Estación otoño

13 de abril 2003

Llega el otoño con sus soles tibios, sus tardes apacibles y esas noches largas que invitan a la confidencia. No sé por qué en estos días me acuerdo de amigos que ya no están y de viejos amores perdidos para siempre. No sé por qué la soledad tiene algo de agradable y no sé por qué mantengo amables relaciones con cierta tristeza que me llega de algún lugar que yo conozco de memoria.

Me gustan los días de otoño, su aire limpio, su luz discreta, ese frío seco que no lastima. Me gusta caminar por las calles de la ciudad como si fuera un forastero; me gusta meterme en el rincón de un bar para tomar un café bien caliente y leer el diario; me gusta cruzar una plaza arbolada y pasear por las veredas anchas de una avenida que se pierde en la orilla de la laguna; me gusta cenar solo en algún comedor desconocido.

«Me fui una noche/ en el corazón perduraba el estridor de las cigarras,/ desde el barco/ barnizado de blanco/ he visto/ mi ciudad desaparecer/ dejando/ un poco/ un abrazo de luces en el aire turbio/ suspendidas…», dice el bueno de Giuseppe Ungaretti

No sé por qué en estos días me siento más inspirado, más despejado, más lúcido. Otoño es la estación de las caminatas, de los paseos lentos, de los viajes a algún pueblito vecino en donde nos espera un amigo con la mesa tendida en la galería, el pan caliente y el vino fresco.

Pienso en esos pueblos y me llega nítida la imagen de una plaza, una iglesia y las mujeres saliendo de misa. O como diría Carlos Mastronardi: «Calles de intimidad sin nadie, olvido y sol/ y siempre unas bandadas atristando el oeste/ y ese vals de retreta, pobre encanto en la noche:/ nos busca su florido pesar, su voz nos quiere».

El otoño es la estación ideal para ir al cine a disfrutar de Godard, Rhomer o Truffaut (tampoco sé por qué el otoño me recuerda a Francia, a París, con sus bulevares largos, sus míticos castaños y sus encantadoras terrazas en donde Simone de Beauvoir y Jean Paul Sartre conversaron tantas veces). O a este poema de Paul Eluard: «Yo vivo en las imágenes innumerables de las estaciones/ Y de los años/ Yo vivo en las imágenes innumerables de la vida/ En la belleza sorprendida/ en la fealdad vulgar/ En la claridad fresca de los pensamientos cálidos/ Yo vivo en la miseria de la tristeza y resisto/ Yo vivo a pesar de la muerte.

Me gusta caminar de mañana por la peatonal. A algunos los distiende el silencio del campo o la orilla del río; a mí me hace bien perderme entre la gente, sentir que estoy rodeado por muchos pero sigo solo. A diferencia de otros, la multitud no me distrae; ese sereno bullicio de gente trajinando por la peatonal me permite estar a solas, pero en el otoño todo esto funciona mejor.
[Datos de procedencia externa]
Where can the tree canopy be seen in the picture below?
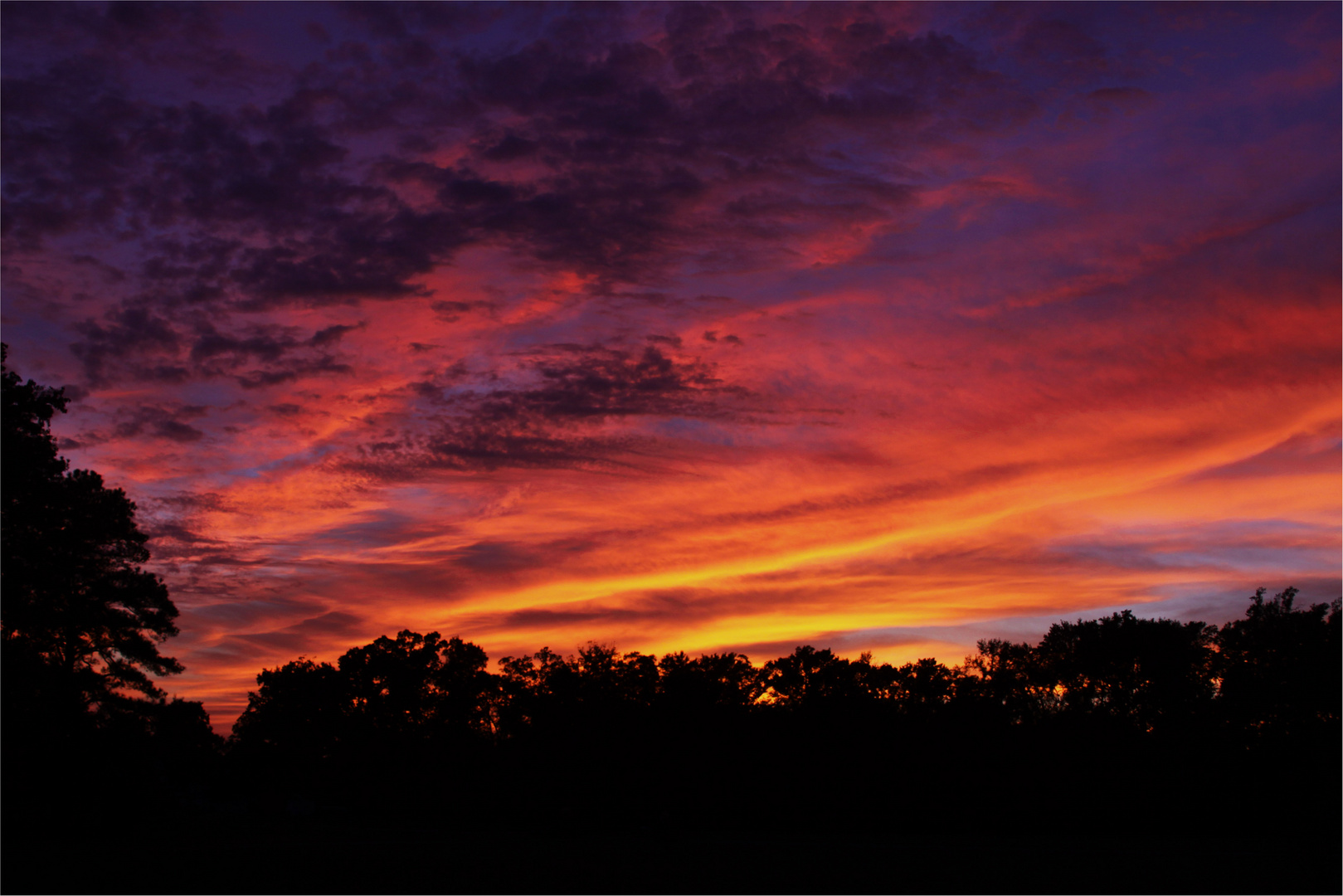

Los sábados a la mañana son sagrados. No concibo una mañana de otoño sin el paseo por la peatonal, mirando los kioscos de revista, saludando a algún conocido, entrando a alguna casa de música o a alguna librería a mirar las últimas novedades y después, sobre el filo del mediodía, el inevitable café compartido con un amigo.

El otoño es también la estación de las despedidas, de los amores perdidos, de los regresos imprevistos, de las confesiones, de los recuerdos que el tiempo no borra y de las sorpresivas revelaciones. «Un otoño te fuiste mojando de agonía/ tu sombrerito pobre y el tapado marrón/ si eras como la calle de la melancolía/ que llovía, llovía sobre mi corazón…» dice Cátulo Castillo.

Ya sé que alguien dirá que todas esas cosas pueden pasar en cualquier día del año, pero no es mi culpa si a mí esas cosas me suceden en otoño: no es mi culpa si los recuerdos están instalados en esa estación y no es mi culpa que a Raúl Gustavo Aguirre se le haya ocurrido escribir, por ejemplo: «En la melancolía de un día de otoño,/ pensé en el niño que se fue de su casa/ en el adolescente que lloró/ cerca del río, entre los sauces y la luna/ pensé en el hombre que una vez se detuvo/ en una calle roja donde, después de un carro/ sólo había el crepúsculo/…Y pensé en mi hija que hoy, de pronto/ comenzó a comprender a Carlitos Chaplin».